Tuesday, August 12, 2008

New Tool to Automate Cookie Stealing from Gmail, Others

A security researcher at the Defcon hacker conference in Las Vegas on Saturday demonstrated a tool he built that allows attackers to break into your inbox even if you are accessing your Gmail over a persistent, encrypted session (using https:// versus http://).


When you log in to Gmail, Google's servers will place what's called a "session cookie," or small text file, on your machine. The cookie identifies your machine as having presented the correct user name and password for that account, and it can allow you to stay logged in to your account for up to two weeks if you don't manually log out (after which the cookie expires and you are forced to present your credentials again).



The trouble is that Gmail's cookie is set to be transmitted whether or not you are logged in with a secure connection. Now, cookies can be marked as "secure," meaning they can only be transmitted over your network when you're using a persistent, encrypted (https://) session. Any cookies that lack this designation, however, are sent over the network with every Web page request made to the Web server of the entity that set the cookie -- regardless of which of the above-described methods a Gmail subscriber is using to read his mail.

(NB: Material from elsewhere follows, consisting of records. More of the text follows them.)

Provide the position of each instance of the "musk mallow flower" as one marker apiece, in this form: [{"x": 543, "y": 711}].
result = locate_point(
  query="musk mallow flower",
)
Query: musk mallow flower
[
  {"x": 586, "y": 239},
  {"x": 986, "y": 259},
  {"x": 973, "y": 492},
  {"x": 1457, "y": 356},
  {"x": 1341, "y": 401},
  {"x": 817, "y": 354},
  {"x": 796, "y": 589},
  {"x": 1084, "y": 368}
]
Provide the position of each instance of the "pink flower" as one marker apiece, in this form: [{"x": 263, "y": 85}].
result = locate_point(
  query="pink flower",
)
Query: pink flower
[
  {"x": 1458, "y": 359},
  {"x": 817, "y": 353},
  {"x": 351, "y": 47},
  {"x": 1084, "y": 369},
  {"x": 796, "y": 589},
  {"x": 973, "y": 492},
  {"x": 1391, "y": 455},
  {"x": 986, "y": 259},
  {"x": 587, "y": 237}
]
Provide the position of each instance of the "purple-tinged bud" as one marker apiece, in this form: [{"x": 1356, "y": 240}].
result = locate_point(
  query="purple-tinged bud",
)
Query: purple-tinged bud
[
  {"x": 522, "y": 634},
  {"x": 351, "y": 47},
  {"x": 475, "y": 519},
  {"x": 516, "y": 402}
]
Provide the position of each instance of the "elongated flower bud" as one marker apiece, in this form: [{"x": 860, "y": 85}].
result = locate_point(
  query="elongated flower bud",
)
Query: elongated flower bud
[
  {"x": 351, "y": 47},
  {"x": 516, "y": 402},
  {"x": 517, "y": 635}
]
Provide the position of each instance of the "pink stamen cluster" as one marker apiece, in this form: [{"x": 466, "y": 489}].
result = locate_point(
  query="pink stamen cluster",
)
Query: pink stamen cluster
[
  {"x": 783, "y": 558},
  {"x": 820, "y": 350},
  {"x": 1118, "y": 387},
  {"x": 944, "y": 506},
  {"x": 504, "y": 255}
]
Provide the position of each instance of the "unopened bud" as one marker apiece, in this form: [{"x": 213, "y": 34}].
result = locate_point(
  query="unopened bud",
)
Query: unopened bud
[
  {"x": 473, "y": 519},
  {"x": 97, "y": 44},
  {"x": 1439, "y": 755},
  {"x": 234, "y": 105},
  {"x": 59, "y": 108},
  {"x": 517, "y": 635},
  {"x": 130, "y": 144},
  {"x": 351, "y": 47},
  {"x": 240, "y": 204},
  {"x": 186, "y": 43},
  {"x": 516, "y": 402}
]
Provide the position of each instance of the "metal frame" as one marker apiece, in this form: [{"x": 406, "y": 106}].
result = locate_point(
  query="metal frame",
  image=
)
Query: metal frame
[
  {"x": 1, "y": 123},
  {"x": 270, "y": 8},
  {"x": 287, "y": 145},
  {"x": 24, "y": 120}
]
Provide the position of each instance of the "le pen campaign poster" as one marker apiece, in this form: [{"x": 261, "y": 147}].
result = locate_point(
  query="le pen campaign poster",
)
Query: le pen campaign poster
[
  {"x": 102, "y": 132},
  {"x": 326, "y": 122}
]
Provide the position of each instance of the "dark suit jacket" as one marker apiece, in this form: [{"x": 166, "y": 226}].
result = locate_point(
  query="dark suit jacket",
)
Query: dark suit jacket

As a result, even if you are logged in to Gmail using a persistent, encrypted https:// session, all that an attacker sniffing traffic on your network would need do to hijack your Gmail account is force your browser to load an image or other content served from http://mail.google.com. After that, your browser would cough up your
session cookie for Gmail, and anyone recording the traffic on the network would now be able to access your Gmail inbox by simply loading that cookie on their machine.